Write the equation for the total area.

  $A=Lh$        (V)

The pressure at the top of the pool is zero.

Write the equation for the pressure at surface of the pool.

  $P_t=0$        (VI)

Here, $P_t$ is the pressure at surface of the pool.

Write the equation for the average pressure.

  $P_{\text{avg}}=\frac{P_t+P_b}{2}$

Here, $P_{\text{avg}}$ is the average pressure.

Put equations (II) and (VI) in the above equation.

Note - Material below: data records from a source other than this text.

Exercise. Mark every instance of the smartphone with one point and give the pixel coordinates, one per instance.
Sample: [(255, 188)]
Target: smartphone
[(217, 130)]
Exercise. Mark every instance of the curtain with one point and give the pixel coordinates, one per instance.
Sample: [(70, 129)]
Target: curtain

  $\begin{array}{c}{P}_{\text{avg}}=\frac{0+\rho gh}{2}\\ =\frac{1}{2}\rho gh\end{array}$        (VII)

Put equations (V) and (VII) in equation (IV).

  $F=P_{\text{avg}}A$        (VIII)

Put equation (II) in equation (VII).

  $P_{\text{avg}}=\frac{1}{2}{P}_b$        (IX)

Conclusion:

Substitute $1.96\times {10}^4\text{ Pa}$ for $P_b$ in equation (IX) to find $P_{\text{avg}}$ .

  $\begin{array}{c}{P}_{\text{avg}}=\frac{1}{2}\left(1.96\times {10}^4\text{ Pa}\right)\\ =9.80\times {10}^3\text{ Pa}\end{array}$

The length of each end will be $10.0\text{ m}$.

Substitute $10.0\text{ m}$ for $L$ and $2.00\text{ m}$ for $h$ in equation (V) to find $A$ .

  $\begin{array}{c}A=\left(10.0\text{ m}\right)\left(2.00\text{ m}\right)\\ =20.0{\text{ m}}^2\end{array}$

Substitute $9.80\times {10}^3\text{ Pa}$ for $P_{\text{avg}}$ and $20.0{\text{ m}}^2$ for $A$ in equation (VIII) to find $F$.

  $\begin{array}{c}F=\left(9.80\times {10}^3\text{ Pa}\right)\left(20.0{\text{ m}}^2\right)\\ =196\times {10}^3\text{ N}\frac{1\text{ kN}}{1000\text{ N}}\\ =196\text{ kN}\end{array}$

The force will be directed outward.

Therefore, the force exerted by the water on each end is $196\text{ kN, outward}$.

(c)

To determine

The force exerted by the water on each side.

Answer to Problem 8P

The force exerted by the water on each side is $588\text{ kN, outward}$.

Explanation of Solution

Equation (VIII) gives the force exerted on each side of the swimming pool by water.

Conclusion:

The length of each side will be $30.0\text{ m}$ .

Substitute $30.0\text{ m}$ for $L$ and $2.00\text{ m}$ for $h$ in equation (V) to find $A$.

  $\begin{array}{c}A=\left(30.0\text{ m}\right)\left(2.00\text{ m}\right)\\ =60.0{\text{ m}}^2\end{array}$

Substitute $9.80\times {10}^3\text{ Pa}$ for $P_{\text{avg}}$ and $60.0{\text{ m}}^2$ for $A$ in equation (VIII) to find $F$.

  $\begin{array}{c}F=\left(9.80\times {10}^3\text{ Pa}\right)\left(60.0{\text{ m}}^2\right)\\ =588\times {10}^3\text{ N}\frac{1\text{ kN}}{1000\text{ N}}\\ =588\text{ kN}\end{array}$

The force will be directed outward.

Therefore, the force exerted by the water on each side is $588\text{ kN, outward}$.